La misión circular se comenzó a repetir cada primavera y los jesuitas oficializaron el método a tal punto que se mantuvo vigente hasta 1767, año en que por decisión del rey Carlos III de España, todos los miembros de la orden fueron expulsados de sus dominios en la península Ibérica, América y Filipinas.

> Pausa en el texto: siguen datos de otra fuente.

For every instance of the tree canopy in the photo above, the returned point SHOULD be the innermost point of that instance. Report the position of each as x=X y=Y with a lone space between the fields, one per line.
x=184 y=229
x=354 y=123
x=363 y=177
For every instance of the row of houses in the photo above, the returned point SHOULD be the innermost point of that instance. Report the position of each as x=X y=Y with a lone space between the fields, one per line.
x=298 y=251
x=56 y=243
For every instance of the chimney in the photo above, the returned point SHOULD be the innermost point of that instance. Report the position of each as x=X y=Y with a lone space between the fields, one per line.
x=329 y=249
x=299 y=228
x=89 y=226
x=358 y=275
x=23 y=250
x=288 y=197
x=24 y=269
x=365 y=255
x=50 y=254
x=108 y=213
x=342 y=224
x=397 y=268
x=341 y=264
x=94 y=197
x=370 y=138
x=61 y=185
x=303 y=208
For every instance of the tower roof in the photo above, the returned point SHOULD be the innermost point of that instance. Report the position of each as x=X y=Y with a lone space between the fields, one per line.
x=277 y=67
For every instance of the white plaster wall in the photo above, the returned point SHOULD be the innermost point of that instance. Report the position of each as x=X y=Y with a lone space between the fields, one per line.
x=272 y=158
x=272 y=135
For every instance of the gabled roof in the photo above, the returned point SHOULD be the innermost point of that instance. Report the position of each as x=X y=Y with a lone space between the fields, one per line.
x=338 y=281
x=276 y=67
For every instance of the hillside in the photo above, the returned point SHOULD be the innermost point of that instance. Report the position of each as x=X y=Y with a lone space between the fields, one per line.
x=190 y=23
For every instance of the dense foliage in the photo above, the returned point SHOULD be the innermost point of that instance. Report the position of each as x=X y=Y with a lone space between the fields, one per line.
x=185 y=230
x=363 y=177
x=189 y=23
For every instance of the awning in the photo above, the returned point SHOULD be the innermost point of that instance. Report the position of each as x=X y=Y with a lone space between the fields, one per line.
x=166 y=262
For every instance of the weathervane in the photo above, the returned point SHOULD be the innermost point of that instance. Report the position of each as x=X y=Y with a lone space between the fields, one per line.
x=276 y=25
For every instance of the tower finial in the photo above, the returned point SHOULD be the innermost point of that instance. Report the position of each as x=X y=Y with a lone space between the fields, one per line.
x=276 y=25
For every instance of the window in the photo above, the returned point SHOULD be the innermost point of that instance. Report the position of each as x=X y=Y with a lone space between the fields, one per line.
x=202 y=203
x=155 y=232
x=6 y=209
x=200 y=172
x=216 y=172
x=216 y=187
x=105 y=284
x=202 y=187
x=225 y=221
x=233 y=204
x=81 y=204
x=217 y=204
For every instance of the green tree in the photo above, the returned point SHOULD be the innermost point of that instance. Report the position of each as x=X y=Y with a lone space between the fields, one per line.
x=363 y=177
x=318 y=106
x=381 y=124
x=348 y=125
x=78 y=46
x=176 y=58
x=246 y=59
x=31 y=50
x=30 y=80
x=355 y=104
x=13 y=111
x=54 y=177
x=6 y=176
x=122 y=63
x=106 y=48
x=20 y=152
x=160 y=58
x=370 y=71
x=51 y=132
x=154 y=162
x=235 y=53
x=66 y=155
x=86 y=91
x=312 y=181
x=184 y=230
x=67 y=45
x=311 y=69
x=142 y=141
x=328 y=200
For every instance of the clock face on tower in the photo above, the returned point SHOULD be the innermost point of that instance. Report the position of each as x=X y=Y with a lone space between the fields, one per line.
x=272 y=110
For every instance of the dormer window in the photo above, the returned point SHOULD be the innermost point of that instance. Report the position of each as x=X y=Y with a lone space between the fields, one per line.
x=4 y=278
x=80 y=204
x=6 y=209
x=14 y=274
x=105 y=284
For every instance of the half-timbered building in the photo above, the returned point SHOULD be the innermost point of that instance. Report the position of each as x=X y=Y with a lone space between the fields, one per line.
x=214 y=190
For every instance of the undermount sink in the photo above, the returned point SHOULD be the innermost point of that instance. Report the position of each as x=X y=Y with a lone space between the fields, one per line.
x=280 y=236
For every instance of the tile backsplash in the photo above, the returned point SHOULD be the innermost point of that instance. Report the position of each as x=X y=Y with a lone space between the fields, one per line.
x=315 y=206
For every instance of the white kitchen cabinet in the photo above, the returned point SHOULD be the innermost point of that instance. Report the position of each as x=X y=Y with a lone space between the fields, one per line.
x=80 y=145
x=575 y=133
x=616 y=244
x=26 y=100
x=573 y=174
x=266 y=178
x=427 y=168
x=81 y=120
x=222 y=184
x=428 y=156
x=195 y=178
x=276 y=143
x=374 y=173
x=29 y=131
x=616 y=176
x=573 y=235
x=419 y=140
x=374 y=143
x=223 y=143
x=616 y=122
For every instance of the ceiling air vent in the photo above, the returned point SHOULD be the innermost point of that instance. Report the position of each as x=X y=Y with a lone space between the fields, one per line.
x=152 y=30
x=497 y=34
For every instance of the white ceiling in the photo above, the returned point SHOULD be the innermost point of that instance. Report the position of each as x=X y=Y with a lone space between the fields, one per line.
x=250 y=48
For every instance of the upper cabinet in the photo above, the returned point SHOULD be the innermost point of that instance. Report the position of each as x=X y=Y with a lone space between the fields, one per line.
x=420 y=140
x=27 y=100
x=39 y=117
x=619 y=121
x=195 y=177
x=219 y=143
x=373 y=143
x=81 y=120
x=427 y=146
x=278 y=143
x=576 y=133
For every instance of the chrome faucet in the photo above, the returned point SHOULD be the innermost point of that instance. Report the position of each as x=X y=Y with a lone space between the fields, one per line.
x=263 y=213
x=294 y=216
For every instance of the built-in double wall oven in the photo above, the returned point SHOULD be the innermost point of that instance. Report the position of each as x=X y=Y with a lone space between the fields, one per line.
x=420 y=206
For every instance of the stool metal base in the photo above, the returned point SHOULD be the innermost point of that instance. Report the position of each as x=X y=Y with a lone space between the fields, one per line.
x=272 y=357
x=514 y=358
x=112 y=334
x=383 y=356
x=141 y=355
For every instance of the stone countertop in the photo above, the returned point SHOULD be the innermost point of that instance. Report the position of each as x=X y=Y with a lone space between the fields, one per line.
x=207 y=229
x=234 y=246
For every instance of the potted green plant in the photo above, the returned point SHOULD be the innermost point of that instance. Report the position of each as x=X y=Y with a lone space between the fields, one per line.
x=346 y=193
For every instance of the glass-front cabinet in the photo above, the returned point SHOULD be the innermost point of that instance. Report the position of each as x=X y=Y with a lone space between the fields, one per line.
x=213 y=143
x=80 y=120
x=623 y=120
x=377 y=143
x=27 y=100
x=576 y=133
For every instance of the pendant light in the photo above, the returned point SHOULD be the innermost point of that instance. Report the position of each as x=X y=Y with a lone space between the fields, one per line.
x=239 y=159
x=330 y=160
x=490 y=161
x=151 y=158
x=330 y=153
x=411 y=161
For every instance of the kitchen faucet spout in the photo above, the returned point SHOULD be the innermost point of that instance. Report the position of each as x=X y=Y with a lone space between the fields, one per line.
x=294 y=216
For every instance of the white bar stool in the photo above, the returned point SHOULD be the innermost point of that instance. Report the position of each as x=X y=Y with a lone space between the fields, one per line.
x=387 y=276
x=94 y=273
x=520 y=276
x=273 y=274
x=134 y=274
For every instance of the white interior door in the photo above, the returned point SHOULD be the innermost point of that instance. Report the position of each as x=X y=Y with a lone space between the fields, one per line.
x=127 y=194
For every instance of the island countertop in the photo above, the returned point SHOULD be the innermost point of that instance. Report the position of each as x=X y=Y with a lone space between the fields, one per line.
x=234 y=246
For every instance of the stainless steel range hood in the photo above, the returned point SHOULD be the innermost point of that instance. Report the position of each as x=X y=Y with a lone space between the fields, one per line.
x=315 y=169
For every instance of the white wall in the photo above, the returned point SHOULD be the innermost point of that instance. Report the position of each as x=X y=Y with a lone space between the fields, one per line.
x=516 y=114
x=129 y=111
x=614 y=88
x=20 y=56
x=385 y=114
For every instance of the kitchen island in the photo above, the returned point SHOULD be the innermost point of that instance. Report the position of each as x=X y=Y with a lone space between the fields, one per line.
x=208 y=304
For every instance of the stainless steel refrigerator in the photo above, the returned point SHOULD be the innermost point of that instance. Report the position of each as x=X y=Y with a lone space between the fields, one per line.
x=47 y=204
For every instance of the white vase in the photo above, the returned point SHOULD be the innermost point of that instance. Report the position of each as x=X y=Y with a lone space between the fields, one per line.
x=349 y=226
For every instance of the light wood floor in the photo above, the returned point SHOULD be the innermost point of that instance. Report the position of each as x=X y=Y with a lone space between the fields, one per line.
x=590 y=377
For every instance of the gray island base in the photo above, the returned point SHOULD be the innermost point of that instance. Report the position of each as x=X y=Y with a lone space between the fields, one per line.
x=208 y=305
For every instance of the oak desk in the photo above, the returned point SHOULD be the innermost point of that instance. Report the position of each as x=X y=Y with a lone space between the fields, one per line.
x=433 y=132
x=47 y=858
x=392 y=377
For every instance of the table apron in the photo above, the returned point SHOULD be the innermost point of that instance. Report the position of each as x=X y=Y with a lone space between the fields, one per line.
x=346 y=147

Al momento de la expulsión o “extrañamiento”, en Chiloé los jesuitas habían levantado más de setenta capillas, las que habían mejorado su calidad constructiva, aunque la mayoría seguían siendo templos muy sencillos y carentes de ornamentos interiores. Pero una de dichas capillas tenía una arquitectura superior, levantada por un hermano jesuita de origen germano, Anton Miller. La iglesia era la de Santa María de Achao, en la isla de Quinchao, bella construcción que es la única que se conserva de tiempos jesuitas, y es una de las dieciséis iglesias patrimoniales de la humanidad. Las otras quince iglesias son de tiempos de la misión franciscana que reemplazó a los jesuitas años más tarde, construidas en su mayoría en el siglo XIX o en los primeros años del siglo XX. Los franciscanos no solo retomaron la obra jesuita, sino que supieron profundizarla mucho más, reconstruyendo capillas en todo el archipiélago y legando una profunda religiosidad popular. Y en los jesuitas podemos hallar el origen histórico remoto de ese “jardín de iglesias” y la institución de los “fiscales”, que aún perdura en la cultura chilota, que custodia los templos y vela por la fe de sus comunidades.